Immunohistochemical detection of maspin is a useful adjunct in distinguishing radial sclerosing lesion from tubular carcinoma of the breast

Maspin is a recently described member of the serpin family of protease inhibitors that is consistently expressed at high levels in mammary myoepithelial cells. This feature was used in the immunohistochemical evaluation of tubular carcinoma (TC) and radial sclerosing lesion (RSL) of the breast, and compared with other markers of myoepithelial cells. Ten cases of TC and 11 cases of RSL were studied for the expression of maspin, alpha-smooth muscle actin (alpha-SMA), metallothionein (MT), and S-100 protein by immunohistochemistry. Myoepithelial cells stained strongly and diffusely for maspin creating a pattern of an outer continuous ring surrounding the epithelium of tubules of all RSLs. This pattern was absent in all TCs; however, the single-layered epithelium comprising the tubules of two TCs was positive for maspin with a moderate to strong intensity. Myoepithelial cells were not positive for MT in a consistent manner. Benign nonproliferative epithelium stained Focally and weakly for maspin in four of 11 cases of RSL and was negative for MT in all 11 cases.
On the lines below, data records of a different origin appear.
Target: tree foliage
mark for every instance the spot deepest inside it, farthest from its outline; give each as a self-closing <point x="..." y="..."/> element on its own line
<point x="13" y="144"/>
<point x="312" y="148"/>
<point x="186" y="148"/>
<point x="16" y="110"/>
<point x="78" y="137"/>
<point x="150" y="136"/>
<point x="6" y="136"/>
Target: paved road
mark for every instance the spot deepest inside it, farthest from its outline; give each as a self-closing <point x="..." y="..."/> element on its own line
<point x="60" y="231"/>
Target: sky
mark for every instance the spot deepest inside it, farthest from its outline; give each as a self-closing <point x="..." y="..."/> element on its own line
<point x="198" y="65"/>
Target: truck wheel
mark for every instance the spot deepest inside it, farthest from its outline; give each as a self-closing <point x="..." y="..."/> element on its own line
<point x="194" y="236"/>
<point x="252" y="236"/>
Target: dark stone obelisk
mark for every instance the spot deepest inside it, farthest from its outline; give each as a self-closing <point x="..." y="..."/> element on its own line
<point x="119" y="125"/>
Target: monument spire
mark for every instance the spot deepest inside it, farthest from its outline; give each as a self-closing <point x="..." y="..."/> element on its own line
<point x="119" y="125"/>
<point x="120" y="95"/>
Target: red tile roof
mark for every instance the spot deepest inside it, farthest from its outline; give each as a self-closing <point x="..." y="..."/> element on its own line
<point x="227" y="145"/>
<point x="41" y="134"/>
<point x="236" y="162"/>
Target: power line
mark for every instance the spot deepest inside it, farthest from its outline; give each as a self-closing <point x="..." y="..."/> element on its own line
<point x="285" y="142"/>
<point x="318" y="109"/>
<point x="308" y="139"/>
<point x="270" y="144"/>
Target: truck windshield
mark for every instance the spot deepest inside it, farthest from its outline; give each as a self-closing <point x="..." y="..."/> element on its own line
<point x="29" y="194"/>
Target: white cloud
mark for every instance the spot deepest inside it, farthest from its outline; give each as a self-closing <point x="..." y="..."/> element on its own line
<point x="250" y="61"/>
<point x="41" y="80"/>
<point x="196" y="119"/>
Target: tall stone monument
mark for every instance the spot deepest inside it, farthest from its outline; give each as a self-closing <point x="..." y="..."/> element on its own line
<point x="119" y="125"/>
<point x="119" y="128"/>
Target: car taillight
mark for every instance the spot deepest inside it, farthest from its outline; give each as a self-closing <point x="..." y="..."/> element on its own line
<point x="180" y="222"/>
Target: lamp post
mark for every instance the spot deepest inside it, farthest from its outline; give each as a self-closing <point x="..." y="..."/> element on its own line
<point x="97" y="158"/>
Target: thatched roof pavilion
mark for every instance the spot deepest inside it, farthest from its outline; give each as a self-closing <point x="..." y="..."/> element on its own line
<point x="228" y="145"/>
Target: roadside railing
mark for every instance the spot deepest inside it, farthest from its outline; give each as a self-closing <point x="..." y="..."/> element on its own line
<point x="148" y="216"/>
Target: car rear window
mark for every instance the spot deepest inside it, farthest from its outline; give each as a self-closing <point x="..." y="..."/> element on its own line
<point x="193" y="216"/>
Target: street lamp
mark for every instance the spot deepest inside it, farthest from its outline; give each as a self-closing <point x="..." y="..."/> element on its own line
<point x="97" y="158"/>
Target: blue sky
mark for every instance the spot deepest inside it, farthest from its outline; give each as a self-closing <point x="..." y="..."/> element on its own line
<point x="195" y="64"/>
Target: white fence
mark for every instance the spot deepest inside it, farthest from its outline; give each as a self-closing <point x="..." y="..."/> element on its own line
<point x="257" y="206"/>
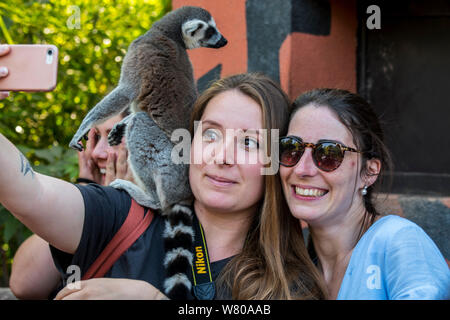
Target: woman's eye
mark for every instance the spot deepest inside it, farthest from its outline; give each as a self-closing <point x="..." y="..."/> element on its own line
<point x="251" y="143"/>
<point x="210" y="135"/>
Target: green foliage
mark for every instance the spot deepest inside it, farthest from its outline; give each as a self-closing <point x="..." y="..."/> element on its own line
<point x="92" y="38"/>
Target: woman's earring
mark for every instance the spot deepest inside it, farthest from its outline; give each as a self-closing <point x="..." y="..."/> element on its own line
<point x="364" y="191"/>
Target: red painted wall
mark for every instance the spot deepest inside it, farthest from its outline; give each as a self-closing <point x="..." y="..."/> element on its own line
<point x="306" y="61"/>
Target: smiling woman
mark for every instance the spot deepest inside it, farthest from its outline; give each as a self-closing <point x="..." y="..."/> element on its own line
<point x="270" y="261"/>
<point x="332" y="159"/>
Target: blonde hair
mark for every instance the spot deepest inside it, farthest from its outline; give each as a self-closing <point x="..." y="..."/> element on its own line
<point x="274" y="263"/>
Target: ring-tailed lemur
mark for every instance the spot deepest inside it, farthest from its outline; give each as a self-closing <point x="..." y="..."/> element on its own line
<point x="157" y="81"/>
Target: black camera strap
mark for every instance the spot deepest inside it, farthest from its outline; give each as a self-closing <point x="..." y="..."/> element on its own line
<point x="204" y="288"/>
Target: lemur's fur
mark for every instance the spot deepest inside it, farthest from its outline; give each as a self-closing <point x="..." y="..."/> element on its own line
<point x="157" y="81"/>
Foci of mild to moderate epithelial hyperplasia noted in five of 11 cases of RSL stained diffusely with a weak to moderate intensity for maspin and focally with a strong intensity for MT. alpha-SMA was consistently expressed in myoepithelial cells bur also in stromal myofibroblasts and blood vessels, creating a pattern that was less satisfactory than maspin in distinguishing RSL from TC. Immunohistochemical staining for S-100 protein was of no differential diagnostic value. In conclusion, immunohistochemical staining for maspin is diagnostically useful and superior to MT, S-100, and alpha-SMA, in distinguishing RSL from TC. The epithelial immunoreactivity for maspin in two of 10 TCs merits further investigation from a prognostic viewpoint.